C’est ainsi que j’ai vraiment commencé à faire des films. Aujourd’hui, je pense que c’est un processus qui m’a permis de ne pas me sentir exclu, de ne pas me sentir sans protection, apatride. Ne pas se sentir abandonné. J’ai inventé des études de cinéma, ce qui était très difficile à l’époque. Il n’y avait que deux écoles principales : le Centro Sperimentale di Cinematografia à Rome et l’IDHEC, l’Institut des Hautes Études à Paris. Il y avait aussi l’école de Lodz en Pologne, où Roman Polanski et d’autres grands réalisateurs comme Ivan Passer ont été formés.

Je n’avais que ces trois options pour étudier. Ensuite, il y a eu des cours sporadiques. Mais il n’y avait que ces trois écoles de cinéma. J’ai tout de suite exclu la Pologne parce que je devais apprendre le polonais, ce qui n’était pas très facile. Et c’était un cursus de six ans, avec deux ans de préparation interne. Je voulais, comme tous les enfants, me salir les mains tout de suite. On veut créer dès le premier jour. Passer deux ans à apprendre des choses abstraites avant de commencer à filmer ne m’intéressait pas. Le Centro Sperimentale était ma vocation la plus naturelle. Nous sommes au tournant des années 1950, et tous ceux qui y étudiaient finissaient par apprendre le réalisme italien. Mais il y avait un problème : les étrangers ne pouvaient qu’écouter, ils ne pouvaient pas être des étudiants réguliers.

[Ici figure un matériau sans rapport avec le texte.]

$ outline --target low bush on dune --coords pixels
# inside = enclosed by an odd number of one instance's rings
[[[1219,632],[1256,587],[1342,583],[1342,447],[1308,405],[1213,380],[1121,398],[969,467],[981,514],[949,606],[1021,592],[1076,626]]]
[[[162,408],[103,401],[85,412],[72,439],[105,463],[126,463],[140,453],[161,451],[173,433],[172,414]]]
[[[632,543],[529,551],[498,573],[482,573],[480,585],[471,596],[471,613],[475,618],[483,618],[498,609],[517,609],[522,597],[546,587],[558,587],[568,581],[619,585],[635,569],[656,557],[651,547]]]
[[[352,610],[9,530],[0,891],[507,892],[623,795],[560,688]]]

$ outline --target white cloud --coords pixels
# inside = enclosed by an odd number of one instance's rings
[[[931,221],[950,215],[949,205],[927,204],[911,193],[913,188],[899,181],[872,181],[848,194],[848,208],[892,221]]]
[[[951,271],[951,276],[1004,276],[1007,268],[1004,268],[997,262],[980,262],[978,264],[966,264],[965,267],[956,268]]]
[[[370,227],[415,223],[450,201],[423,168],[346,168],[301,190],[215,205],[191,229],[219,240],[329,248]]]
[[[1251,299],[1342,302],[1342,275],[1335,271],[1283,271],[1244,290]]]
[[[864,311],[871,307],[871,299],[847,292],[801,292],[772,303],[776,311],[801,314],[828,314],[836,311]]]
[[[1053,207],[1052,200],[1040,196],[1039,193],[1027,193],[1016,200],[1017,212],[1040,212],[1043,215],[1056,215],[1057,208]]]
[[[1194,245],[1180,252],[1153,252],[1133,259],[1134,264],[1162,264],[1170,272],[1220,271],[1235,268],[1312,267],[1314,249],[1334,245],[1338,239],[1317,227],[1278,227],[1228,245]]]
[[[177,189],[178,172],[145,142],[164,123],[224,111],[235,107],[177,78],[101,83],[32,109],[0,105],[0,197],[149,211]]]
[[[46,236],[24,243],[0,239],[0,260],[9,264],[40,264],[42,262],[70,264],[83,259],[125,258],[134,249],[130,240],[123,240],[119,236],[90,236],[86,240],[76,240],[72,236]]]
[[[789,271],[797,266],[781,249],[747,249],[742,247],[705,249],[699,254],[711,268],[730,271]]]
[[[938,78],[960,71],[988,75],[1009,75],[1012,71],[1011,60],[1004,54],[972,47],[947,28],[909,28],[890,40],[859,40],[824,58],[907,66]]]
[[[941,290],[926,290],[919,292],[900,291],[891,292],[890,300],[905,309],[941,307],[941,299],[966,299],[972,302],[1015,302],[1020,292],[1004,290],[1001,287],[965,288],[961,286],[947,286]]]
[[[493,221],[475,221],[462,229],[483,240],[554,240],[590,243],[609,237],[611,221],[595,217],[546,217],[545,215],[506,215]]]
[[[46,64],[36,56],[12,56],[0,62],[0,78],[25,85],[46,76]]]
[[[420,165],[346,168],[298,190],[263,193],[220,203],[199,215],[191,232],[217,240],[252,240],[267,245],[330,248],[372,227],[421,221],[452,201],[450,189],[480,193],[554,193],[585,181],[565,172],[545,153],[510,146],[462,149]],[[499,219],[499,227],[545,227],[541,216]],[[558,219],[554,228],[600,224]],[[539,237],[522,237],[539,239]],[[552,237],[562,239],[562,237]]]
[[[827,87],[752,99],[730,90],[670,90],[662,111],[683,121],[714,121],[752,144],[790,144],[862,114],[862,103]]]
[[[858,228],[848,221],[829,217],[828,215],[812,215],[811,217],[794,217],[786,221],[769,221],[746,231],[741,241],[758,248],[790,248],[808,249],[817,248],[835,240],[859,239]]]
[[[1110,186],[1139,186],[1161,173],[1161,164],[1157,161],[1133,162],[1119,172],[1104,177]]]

Comme à l’IDHEC je pouvais être un étudiant régulier, à condition de payer, cela a fini par être mon choix. Pour les Français, c’était un cours financé par l’État. Mais il était très difficile d’y entrer, il fallait faire une année d’études préparatoires. Si 50 ou 60 candidats se présentaient, seuls 10 ou 12 étaient acceptés. Dans ma classe, seuls huit ont été acceptés. Mais une fois admis, tout le monde était traité sur un pied d’égalité. Maintenant, si vous pouviez payer la totalité des frais, vous étiez admis sans passer d’examen. C’était mon cas. L’IDHEC était radicalement cher. Alors, moi qui avais l’argent pour suivre le cours, j’ai dû me discipliner.

Je n’ai pu faire l’IDHEC que parce que ma femme était morte dans un accident d’avion. Mon père s’est battu et a obtenu de la compagnie d’assurance une somme importante qui a été partagée entre les trois enfants. Pour moi, cette somme a permis de payer deux ou trois ans d’études à Paris. Comme je n’avais jamais rien géré, j’ai demandé à mon père de m’envoyer une somme d’argent tous les mois, mais il a refusé. J’ai eu très peur, car en faisant les calculs, je me suis rendu compte que c’était une somme correcte pour cette période. Qu’est-ce que j’ai fait ? Chaque mois, j’ai retiré la somme à laquelle j’avais droit pour cette période, et si je la dépensais plus tôt, il ne me restait plus d’argent jusqu’au mois suivant. J’ai même souffert de la faim à Paris parce que je n’avais pas reçu l’argent de la banque avant la bonne date.